The first Thing they sat about was, the raising a Fort on each Side the Harbour, which they made of an octogon Figure, and having finished and mounted them with 40 Guns taken out of the Portuguese, they raised a Battery on an Angle of ten Guns, and began to raise Houses and Magazines under the Protection of their Forts and Ships; the Portuguese was unrigg’d, and all her Sails and Cordage carefully laid up. While they were very busily employed in the raising a Town, a Party which had often hunted and rambled four or five Leagues off their Settlement, resolved to venture farther into the Country. They made themselves some Huts, at about 4 Leagues distance from their Companions, and travell’d East South East, about 5 Leagues farther into the Country, when they came up with a Black, who was arm’d with a Bow, Arrows, and a Javelin; they with a friendly Appearance engaged the Fellow to lay by his Fear and go with them. They carried him to their Companions, and there entertained him three Days with a great Deal of Humanity, and then returned with him near the Place they found him, made him a Present of a Piece of scarlet Baze, and an Ax; he appeared overjoy’d at the Present, and left them with seeming Satisfaction.

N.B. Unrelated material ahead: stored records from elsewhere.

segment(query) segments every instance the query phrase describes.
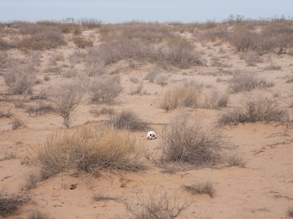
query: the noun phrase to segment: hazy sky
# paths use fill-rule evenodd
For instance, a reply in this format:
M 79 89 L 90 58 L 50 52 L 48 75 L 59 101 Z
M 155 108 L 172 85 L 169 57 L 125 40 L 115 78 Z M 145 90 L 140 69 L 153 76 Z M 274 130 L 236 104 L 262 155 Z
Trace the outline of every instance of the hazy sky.
M 0 0 L 0 21 L 93 18 L 105 23 L 293 17 L 293 0 Z

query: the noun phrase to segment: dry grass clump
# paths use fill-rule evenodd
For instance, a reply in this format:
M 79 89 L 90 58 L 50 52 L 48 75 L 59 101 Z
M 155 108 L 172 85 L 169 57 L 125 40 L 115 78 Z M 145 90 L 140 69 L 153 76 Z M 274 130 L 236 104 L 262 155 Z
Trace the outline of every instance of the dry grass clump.
M 73 42 L 79 48 L 90 47 L 93 45 L 92 40 L 81 37 L 74 37 Z
M 63 124 L 69 128 L 72 112 L 81 101 L 84 91 L 78 83 L 57 85 L 52 89 L 52 100 L 55 105 L 56 112 L 63 117 Z
M 176 218 L 187 207 L 186 203 L 181 206 L 171 201 L 166 193 L 158 192 L 147 196 L 141 194 L 136 199 L 127 200 L 125 204 L 132 219 Z
M 265 96 L 250 96 L 243 100 L 242 107 L 222 115 L 220 124 L 238 124 L 244 122 L 286 122 L 289 117 L 286 110 L 279 107 L 275 98 Z
M 110 126 L 82 126 L 54 133 L 40 146 L 36 158 L 42 179 L 77 170 L 98 174 L 103 169 L 144 169 L 142 150 L 127 131 Z
M 0 194 L 0 216 L 5 218 L 15 214 L 19 207 L 27 203 L 29 199 L 23 194 Z
M 23 126 L 24 122 L 21 119 L 14 118 L 13 120 L 12 120 L 12 130 L 18 129 Z
M 113 102 L 122 90 L 119 76 L 96 76 L 91 86 L 91 101 L 98 103 Z
M 54 26 L 32 24 L 21 32 L 28 35 L 18 42 L 17 47 L 21 50 L 50 49 L 66 45 L 62 30 Z
M 41 213 L 39 211 L 34 211 L 30 213 L 28 216 L 28 219 L 49 219 L 49 216 L 45 213 Z
M 210 182 L 193 184 L 192 186 L 184 186 L 184 189 L 192 194 L 206 194 L 212 197 L 214 195 L 215 190 Z
M 230 88 L 233 92 L 251 91 L 259 85 L 259 81 L 252 72 L 236 71 L 230 80 Z
M 102 195 L 100 194 L 96 194 L 92 197 L 93 201 L 116 201 L 118 198 L 111 197 L 109 196 Z
M 162 136 L 162 160 L 209 165 L 219 158 L 224 138 L 215 128 L 204 127 L 187 114 L 175 117 Z
M 231 155 L 227 158 L 226 162 L 229 167 L 239 167 L 244 168 L 246 162 L 241 157 L 238 155 Z
M 13 95 L 31 93 L 35 80 L 34 71 L 35 67 L 31 64 L 10 67 L 3 75 L 8 87 L 8 93 Z
M 145 131 L 148 129 L 147 123 L 142 121 L 134 112 L 130 110 L 114 113 L 108 123 L 117 129 L 136 131 Z
M 11 117 L 11 110 L 6 110 L 6 111 L 0 110 L 0 118 L 10 118 Z
M 54 112 L 55 111 L 52 106 L 42 102 L 34 106 L 30 106 L 25 109 L 25 112 L 28 113 L 30 117 L 41 115 L 48 112 Z
M 178 86 L 165 92 L 159 105 L 166 111 L 180 107 L 199 107 L 202 98 L 202 90 L 197 85 Z

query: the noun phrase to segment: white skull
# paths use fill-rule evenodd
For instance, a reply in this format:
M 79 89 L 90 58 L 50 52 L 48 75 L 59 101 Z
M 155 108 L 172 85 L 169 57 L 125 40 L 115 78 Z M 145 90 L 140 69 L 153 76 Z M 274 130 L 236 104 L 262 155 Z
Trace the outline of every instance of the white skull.
M 147 134 L 146 134 L 146 138 L 147 139 L 156 139 L 156 133 L 154 131 L 148 131 Z

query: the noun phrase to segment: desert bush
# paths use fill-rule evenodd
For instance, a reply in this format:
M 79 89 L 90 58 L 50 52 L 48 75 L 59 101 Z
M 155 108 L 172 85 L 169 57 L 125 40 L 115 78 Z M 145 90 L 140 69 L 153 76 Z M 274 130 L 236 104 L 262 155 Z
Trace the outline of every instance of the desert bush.
M 235 93 L 251 91 L 259 84 L 259 81 L 253 73 L 243 71 L 235 71 L 229 82 L 231 90 Z
M 6 111 L 0 110 L 0 118 L 10 118 L 12 117 L 12 113 L 10 110 Z
M 0 194 L 0 216 L 6 217 L 15 214 L 19 207 L 27 203 L 29 198 L 23 194 Z
M 241 157 L 238 155 L 231 155 L 227 158 L 226 162 L 229 167 L 245 167 L 246 162 Z
M 211 197 L 214 196 L 215 192 L 214 187 L 210 182 L 193 184 L 192 186 L 185 185 L 184 189 L 193 195 L 197 194 L 206 194 Z
M 142 81 L 139 82 L 136 86 L 132 86 L 130 88 L 131 95 L 138 94 L 142 95 L 142 90 L 144 87 L 144 83 Z
M 25 109 L 25 112 L 28 113 L 30 116 L 37 116 L 44 114 L 48 112 L 54 112 L 56 110 L 52 106 L 49 104 L 44 104 L 40 102 L 34 106 L 28 107 Z
M 24 189 L 32 189 L 37 187 L 37 183 L 40 180 L 40 176 L 34 174 L 30 174 L 27 178 L 25 184 L 24 185 Z
M 92 40 L 81 37 L 74 37 L 73 42 L 79 48 L 89 47 L 93 45 L 93 42 Z
M 98 103 L 112 102 L 122 90 L 119 76 L 96 76 L 91 86 L 91 100 Z
M 103 107 L 101 108 L 91 108 L 90 113 L 95 114 L 95 116 L 98 117 L 99 114 L 113 114 L 115 113 L 115 110 L 111 107 Z
M 197 108 L 200 107 L 202 97 L 202 88 L 199 86 L 178 86 L 165 92 L 159 106 L 166 111 L 180 107 Z
M 224 138 L 215 128 L 204 127 L 187 114 L 175 117 L 162 136 L 162 160 L 208 165 L 219 158 Z
M 40 211 L 34 211 L 28 215 L 28 219 L 49 219 L 49 216 Z
M 79 105 L 84 95 L 78 83 L 65 83 L 52 88 L 51 99 L 56 105 L 56 112 L 63 117 L 63 124 L 69 128 L 72 112 Z
M 241 107 L 223 114 L 219 119 L 219 123 L 236 125 L 244 122 L 289 121 L 287 111 L 279 107 L 275 98 L 250 96 L 241 102 Z
M 145 131 L 148 129 L 146 122 L 142 121 L 134 112 L 130 110 L 114 113 L 108 123 L 117 129 L 135 131 Z
M 12 130 L 18 129 L 21 126 L 24 126 L 24 122 L 21 119 L 14 118 L 12 120 Z
M 137 195 L 136 199 L 127 200 L 126 208 L 132 219 L 176 218 L 186 208 L 186 203 L 178 205 L 171 201 L 167 194 L 154 192 L 146 197 Z
M 98 174 L 103 169 L 138 171 L 144 168 L 136 138 L 110 126 L 81 126 L 54 133 L 36 158 L 42 179 L 69 170 Z
M 84 28 L 86 29 L 98 28 L 102 25 L 102 21 L 95 18 L 82 18 L 77 21 Z
M 11 94 L 31 93 L 35 84 L 35 68 L 31 64 L 14 65 L 4 74 Z
M 0 38 L 0 50 L 4 51 L 15 47 L 15 45 L 11 42 Z
M 184 38 L 176 37 L 168 43 L 152 45 L 140 39 L 127 39 L 120 35 L 113 40 L 93 47 L 96 59 L 105 65 L 122 59 L 132 59 L 149 61 L 161 66 L 171 64 L 185 69 L 190 66 L 202 64 L 200 54 L 194 49 L 193 44 Z
M 30 35 L 18 42 L 17 47 L 24 51 L 54 49 L 66 45 L 62 31 L 57 27 L 35 25 L 23 32 Z

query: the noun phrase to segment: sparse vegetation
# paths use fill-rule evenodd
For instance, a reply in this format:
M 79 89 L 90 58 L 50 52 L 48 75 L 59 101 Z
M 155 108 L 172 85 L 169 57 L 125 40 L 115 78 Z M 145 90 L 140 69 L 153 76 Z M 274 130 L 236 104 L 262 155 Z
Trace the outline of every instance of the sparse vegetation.
M 165 129 L 161 146 L 162 160 L 167 162 L 210 165 L 219 158 L 225 142 L 215 128 L 205 127 L 183 113 Z
M 286 110 L 281 110 L 275 98 L 265 96 L 250 96 L 242 101 L 241 107 L 223 114 L 220 124 L 238 124 L 255 122 L 289 122 Z
M 12 120 L 12 130 L 18 129 L 21 126 L 24 126 L 24 122 L 21 119 L 14 118 Z
M 66 83 L 53 90 L 52 99 L 56 105 L 56 112 L 63 117 L 63 124 L 69 128 L 72 112 L 79 105 L 84 93 L 81 85 Z
M 28 219 L 49 219 L 49 216 L 39 211 L 34 211 L 28 215 Z
M 23 194 L 0 194 L 0 215 L 6 217 L 15 214 L 19 207 L 28 201 L 29 198 Z
M 103 169 L 138 171 L 144 169 L 142 151 L 127 131 L 110 126 L 82 126 L 54 133 L 36 155 L 41 179 L 77 170 L 98 174 Z
M 118 198 L 116 197 L 111 197 L 109 196 L 105 196 L 105 195 L 102 195 L 100 194 L 96 194 L 93 196 L 92 197 L 93 201 L 116 201 L 118 199 Z
M 252 72 L 236 71 L 230 80 L 233 92 L 251 91 L 259 84 L 258 79 Z
M 246 162 L 243 159 L 238 155 L 231 155 L 228 157 L 226 162 L 229 167 L 235 166 L 244 168 L 246 166 Z
M 130 110 L 114 113 L 108 123 L 115 129 L 132 131 L 145 131 L 148 129 L 146 122 L 142 121 L 134 112 Z
M 187 204 L 178 205 L 170 201 L 166 194 L 153 193 L 146 197 L 143 194 L 136 199 L 127 201 L 126 208 L 132 219 L 176 218 L 186 208 Z
M 26 65 L 13 65 L 4 74 L 5 82 L 8 86 L 8 93 L 13 95 L 31 93 L 35 84 L 35 67 Z
M 203 183 L 193 184 L 192 186 L 185 185 L 184 189 L 188 192 L 190 192 L 193 195 L 197 194 L 206 194 L 211 197 L 214 196 L 215 192 L 212 184 L 209 181 Z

The Hunters imagined that there might be some Village not far off, and observing that he look’d at the Sun, and then took his Way direct South, they travell’d on the same Point of the Compass, and from the Top of a Hill they spied a pretty large Village, and went down to it; the Men came out with their Arms, such as before described, Bows, Arrows, and Javelins, but upon two only of the Whites advancing, with Presents of Axes, and Baze in their Hands, they sent only four to meet them. The Misfortune was, that they could not understand one another, but by their pointing to the Sun, and holding up one Finger, and making one of them go forward, and return again with shewing their Circumcision, and pointing up to Heaven with one Finger, they apprehended, they gave them to understand, there was but one God, who had sent one Prophet, and concluded from thence, and their Circumcision they were Mahometans; the Presents were carried to their Chief, and he seem’d to receive them kindly, and by Signs invited the Whites into their Village; but they, remembring the late Treachery of the Mohilians, made Signs for Victuals to be brought them where they were.
More of the History of these Adventurers in another Place.